Despite the rising popularity of online services, small and midsized businesses (SMBs) are taking a cautious approach to cloud storage.
Drobo, a maker of data storage systems, recently surveyed IT professional in 239 organizations — the majority of which were SMBs — and found that nearly half of them are giving cloud storage the cold shoulder. Forty-six percent of the businesses polled by the company said that the public cloud didn’t fit into their storage setups.
Only 26 percent of the small-business IT pros surveyed said that they back up data to the cloud in tandem with on-site backups. Why are SMBs so down on the cloud? A look into the networking challenges faced by smaller firms offers some clues.

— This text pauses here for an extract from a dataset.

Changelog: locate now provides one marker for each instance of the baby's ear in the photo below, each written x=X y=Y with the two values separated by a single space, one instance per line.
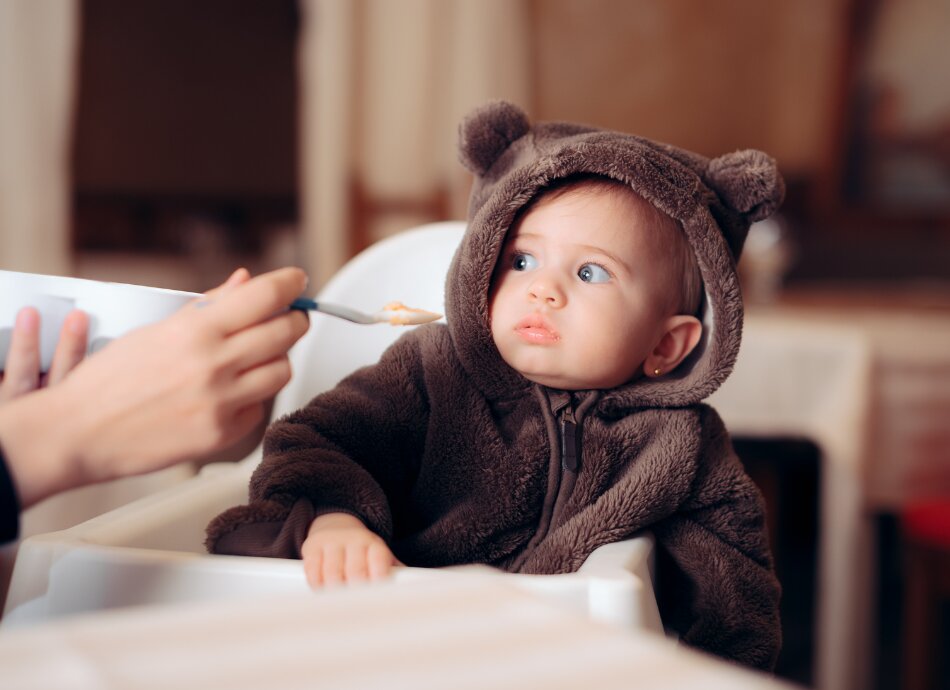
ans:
x=487 y=133
x=748 y=182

Bandwidth Crimps Offsite Data Backup
Many small businesses find it tough to implement offsite backup and disaster recovery. Thirty-eight percent cited these inhibitors: limited bandwidth and network quality that falls short. Cost, while an obvious consideration, was a major concern for 32 percent.
The results indicate that the network constraints that prevent some SMBs from setting up remote backup sites also make distant cloud data centers impractical storage targets. So, more often than not, on-site backups win out.
Among the surveyed organizations that keep their backups local, 52 percent expressed interest in the budget-friendly tactic of using storage area networking (SAN) capacity on a system that is separate from primary storage. Forty-seven percent of respondents plan to use data deduplication, a technology that maximizes disk storage space, as a cost-reduction strategy for data backups.
Small Businesses Prefer Software
Software is the data-replication technology of choice among SMBs.
Sixty-four percent of respondents said that virtual appliances and hypervisor-based solutions make the most sense for their businesses. More than a third of those polled (36 percent) said that they’d rather have their storage systems handle replication duties.
Drobo’s study also sheds light on the backup and data protection needs of businesses.
A third of respondents said that they run five or fewer servers. Expansive IT infrastructures are a relative rarity among those that participated in the survey. Just 20 percent reported operating 50 or more servers.